How is the MSELoss() implemented?

I’m trying to understand how MSELoss() is implemented. Usually people will think MSELoss is (input-target)**2.sum()/batch_size, but when I explicitly write this as the loss function, it turns out that it actually leads to very different training curve from if I use nn.MSELoss()

3 Likes

nn.MSELoss() is implemented by default as: ((input-target)**2).mean()

5 Likes

Thanks. What’s the difference between this and (input-target).pow(2).sum()/input.size()[0]?

((input-target)**2).mean() is equivalent to

sizes = input.size()
(input-target).pow(2).sum()/ input.numel()

input.numel() doesn’t have to equal input.size()[0] unless input is a 1D tensor.

4 Likes

Hi,

I tried the following loss functions

output = model(data)
train_loss1 = F.mse_loss(output, target.cuda(), True)
train_loss2 = ((output - target.cuda())**2).mean()

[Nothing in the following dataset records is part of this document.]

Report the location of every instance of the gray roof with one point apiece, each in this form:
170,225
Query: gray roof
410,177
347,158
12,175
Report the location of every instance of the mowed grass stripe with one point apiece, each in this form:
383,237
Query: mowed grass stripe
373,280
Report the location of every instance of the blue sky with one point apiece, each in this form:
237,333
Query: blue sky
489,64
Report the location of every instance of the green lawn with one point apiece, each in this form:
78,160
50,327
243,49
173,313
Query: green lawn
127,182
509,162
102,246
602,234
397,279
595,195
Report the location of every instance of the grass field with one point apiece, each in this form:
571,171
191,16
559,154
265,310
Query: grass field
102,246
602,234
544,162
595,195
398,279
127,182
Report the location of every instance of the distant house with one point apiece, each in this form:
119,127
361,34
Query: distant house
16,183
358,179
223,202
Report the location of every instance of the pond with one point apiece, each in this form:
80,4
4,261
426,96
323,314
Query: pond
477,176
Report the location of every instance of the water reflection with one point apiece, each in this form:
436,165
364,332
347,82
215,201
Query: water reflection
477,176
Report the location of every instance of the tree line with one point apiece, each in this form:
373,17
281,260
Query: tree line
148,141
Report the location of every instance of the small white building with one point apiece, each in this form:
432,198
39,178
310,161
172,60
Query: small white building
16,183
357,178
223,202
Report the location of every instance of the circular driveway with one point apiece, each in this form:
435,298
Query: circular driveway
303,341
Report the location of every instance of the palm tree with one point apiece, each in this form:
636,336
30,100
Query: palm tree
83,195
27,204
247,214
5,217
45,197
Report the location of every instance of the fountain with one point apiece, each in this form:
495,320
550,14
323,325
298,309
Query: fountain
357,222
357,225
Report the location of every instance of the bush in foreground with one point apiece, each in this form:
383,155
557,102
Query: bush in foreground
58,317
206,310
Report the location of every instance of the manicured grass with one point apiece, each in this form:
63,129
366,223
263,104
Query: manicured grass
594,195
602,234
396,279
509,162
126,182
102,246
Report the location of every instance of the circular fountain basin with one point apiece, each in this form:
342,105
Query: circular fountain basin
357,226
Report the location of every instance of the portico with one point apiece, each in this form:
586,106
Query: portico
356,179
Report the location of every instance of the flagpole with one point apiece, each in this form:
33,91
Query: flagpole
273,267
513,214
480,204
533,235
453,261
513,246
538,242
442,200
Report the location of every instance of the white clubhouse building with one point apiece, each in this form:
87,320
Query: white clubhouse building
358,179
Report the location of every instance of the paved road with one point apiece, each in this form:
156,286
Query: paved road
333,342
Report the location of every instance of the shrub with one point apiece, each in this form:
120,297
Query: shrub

and got different results. Also, the training curve is different.

How is that possible, please?

1 Like

If training is different, the computation of gradients is probably different, assuming you’re using the same optimizer.

Can you check if your gradients (or the output) is different? Are there any random parts to your model (random initialization, etc?) Weights to nn layers are usually randomly initialized.

Training is different, but that does not matter actually.

What matters is that train_loss1 and train_loss2 are different numbers, though I would expect them to be equal. How can this happen?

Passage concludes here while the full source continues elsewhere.